Быстро, мгновенно разобрали, расхватали бокалы. Стояли с бокалами в горячих пьяных руках. Новый год шел и наступал. Наступал им на пятки. Наступал им на руки, локти, лопатки; на ноги, как танцор в неумелом фокстроте. Наступал – снежным светом – им на ждущие лица.
– Радио включено?! – заорал Пашка Щепелкин.
Но уже били, били, медно звенели, рассыпались по комнате, по столу, над шторами и фужерами, над салатами и пустыми бутылками в углу, на полу, над запрокинутыми к будущему счастью лицами эти звуки, их знала вся страна, ждала и любила: куранты.
Там, далеко, через снега и леса, через реки и города, в большой и прекрасной ночной Москве, на Спасской башне, украшенной красными каменными кружевами, били, звенели колокола эти старые, – под красной самосветящейся звездой, над простынями метели, что вяжется в белые узлы и распадается на белые паутинные нити, и там, в Москве, люди, кто на Красной площади в этот момент оказался, задирали лица к черному стеклянному кругу с золотыми римскими цифрами: счастливые! живьем куранты слышат! ― и по всей стране, по всем квартирам, и бедным и богатым, по всем коммуналкам, по всем баракам, по деревенским избам всем, везде люди оборачивались к радио, к черному круглому репродуктору, к маленькой коробочке, источающей волшебные звуки, ― вот и здесь, в вологодской квартире Крюковых, все гости повернулись к радиоприемнику, аккуратно укрытому кружевной, с аппликацией, салфеткой, ― и под эту вечную упоительную новогоднюю музыку чокались, сталкивались рюмками, бокалами, сталкивались лицами, сталкивались сердцами, сталкивались жизнями.
Хоть на час. Хоть на миг.
Хоть на время, пока бьют куранты.
– С Новым годом, ребята!
– С новым счастьем!
Счастливо блестят глаза.
А может, с новыми слезами?
Нет. Радость это. Такая радость – лишь раз в году.

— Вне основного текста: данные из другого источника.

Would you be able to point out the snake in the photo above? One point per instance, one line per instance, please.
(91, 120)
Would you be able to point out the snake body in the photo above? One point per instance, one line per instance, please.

А сколько новых годов в жизни?
А может, слезы – это тоже счастье?
– Эй! Друзья мои! А где Рита?
– Да, где, где, где? Где Маргарита?
– Маргарита Ивановна! Ау!
– Хоть бы поела чего. Готовила, готовила… крошила салаты, крошила…
– Риточка! Ушла?..
– Господи, куда, в метель…
Черно-синие мрачные стеклянные, длинные гробы окон залеплял белый шелк, холодный атлас, вился, перекручивался – метель царила, владычила, переходила, как всегда зимней северной ночью, в жестокую, мощную пургу.
Коля открыл дверь в спальню. Поднял кулак и погрозил гостям.
– Тихо! Спит, ― кивнул в прозрачный, зеркально блеснувший дверной проем.
Из спальни речным черным льдом глядело большое, будто венецианское, зеркало – отражало гул и праздник, охраняло двух спящих – худенькую девочку и маленького мальчика, свернувшихся вместе, в один мерзнущий ознобный клубок, как два котенка, на одной кровати. Девочка была худа, уж слишком тоща; ее никак нельзя было назвать матерью; и все же это была мать спящего мальчика.
И ее звали Маргарита.
– Маргарита, ― сказал Коля, и его вкусные розовые, нежные губы поморщились, будто он захотел заплакать или кого-то крошечного, жалобного – поцеловать.
Нина, с бокалом шампанского в руке, стояла около елки.
Не замечала, как колючая черная ветка изловчилась и впилась ей в голый локоть.
Крепдешиновое платье, нежно-розовое, все в мелких рассыпанных красных розах. Розы собираются в складки, падают шелковыми, блестящими сгибами. Над плечами – буфы. Кто ж в летнем платье Новый год встречает? И в комнате холодно. Топят плохо. За окном – лютый мороз. Пурга до небес. Волки воют в лесах. Вологда, маленькая деревянная лодчонка, со свечами еще живых, неубитых церквушек, среди черных волн необъятных северных лесов. Плывет, качается.
И они в ней – плывут, и качаются вместе с ней.
Нина поймала взгляд Николая. Он увидел шелковую бледность ее щек. Куда саянский румянец делся. Он все шутил: «Румяные щечки на красной санаторной икре наела?!»